Let me tell a story, a true story, in order to point a moral. In a lumber camp in the West, a group of radical lumberjacks — men from the ends of the land — were one evening discussing the sad state of the world, and especially the wickedness of the Government. They agreed, unanimously, that our Government is all wrong, if not actually rotten, a dirty, capitalistic conspiracy against the rights of the man who works. They said that it ought to be torn to pieces and made over again. Among them was a young minister, a missionary, who listened to their talk, and even drew it out at full length by the questions he asked. Finally, pretending to agree with the radical ideas, he wrote on a piece of paper the following which he proposed as a basis of a just state:
"We, the people, in order to form a more perfect union, establish justice, insure domestic tranquillity, provide for the common defense, promote the general welfare, and secure the blessings of liberty to ourselves and our posterity, do ordain and establish this Constitution."
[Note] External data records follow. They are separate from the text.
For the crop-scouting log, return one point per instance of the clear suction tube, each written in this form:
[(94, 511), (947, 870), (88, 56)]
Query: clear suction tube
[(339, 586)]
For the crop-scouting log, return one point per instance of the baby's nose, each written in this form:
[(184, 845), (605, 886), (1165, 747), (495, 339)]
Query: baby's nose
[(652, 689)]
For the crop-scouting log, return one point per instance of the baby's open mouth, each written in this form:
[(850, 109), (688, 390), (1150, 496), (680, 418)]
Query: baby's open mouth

"That's the stuff! Hit 'em again," they yelled. "If we had a Government built on that dope, every feller would have a square deal, and a chance to live a bit. Some head you got Padre; go on, give us more."
"Listen boys," said the Padre; "What I read is the Preamble to the Constitution of the United States. If we tore everything to pieces and set out to make it all over, do you think we could do a better job?"
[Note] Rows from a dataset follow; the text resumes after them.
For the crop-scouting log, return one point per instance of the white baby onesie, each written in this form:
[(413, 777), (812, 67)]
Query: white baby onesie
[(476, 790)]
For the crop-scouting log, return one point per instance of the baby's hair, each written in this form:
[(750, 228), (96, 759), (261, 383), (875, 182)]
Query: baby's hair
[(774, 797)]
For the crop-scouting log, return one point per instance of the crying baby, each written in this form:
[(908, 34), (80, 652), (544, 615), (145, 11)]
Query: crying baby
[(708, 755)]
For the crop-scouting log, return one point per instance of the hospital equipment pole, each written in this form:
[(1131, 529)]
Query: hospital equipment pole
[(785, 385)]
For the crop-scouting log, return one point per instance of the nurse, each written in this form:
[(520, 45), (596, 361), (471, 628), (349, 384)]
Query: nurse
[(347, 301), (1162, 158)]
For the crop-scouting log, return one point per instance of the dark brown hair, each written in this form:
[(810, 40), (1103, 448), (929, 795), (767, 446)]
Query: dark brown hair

The missionary himself told me the story, adding that as he listened to the talk of the evening — earnest, passionate and bitter — he himself was inclined to agree with much of it, until he began to consider how a better state could be constructed. This led him to think of the Constitution, its wisdom and poise and justice; and the wonder of it dawned on him like a revelation. He remembered the saying of Hamilton, that it is of great importance, not only to guard against the oppression of rulers, but also to protect one part of society from the injustices of another part. He recalled his very words:
"Justice is the end of Government. It is the end of civil society. It ever has been, and ever will be pursued until it be obtained, or until liberty be lost in the pursuit."
As Lincoln put it, between those who will "Let Nothing Alone" and those who will allow no change at all, there is a middle way of wise and cautious advance. He approved the praise of Burke for those men in Public life who have "Disposition to conserve and the ability to improve," adding that we must have not only the wish but the ability to improve, else we shall lose what we have while blunderingly trying to get what we want.
To defend, preserve and obey the Constitution of our Republic is the first obligation of every citizen, as it is the first oath of every officer. To teach its history and meaning is the duty of school and church and lodge — making it the Bible of our Political Religion; and to observe its birthday ought to be a universal festival from end to end of the land.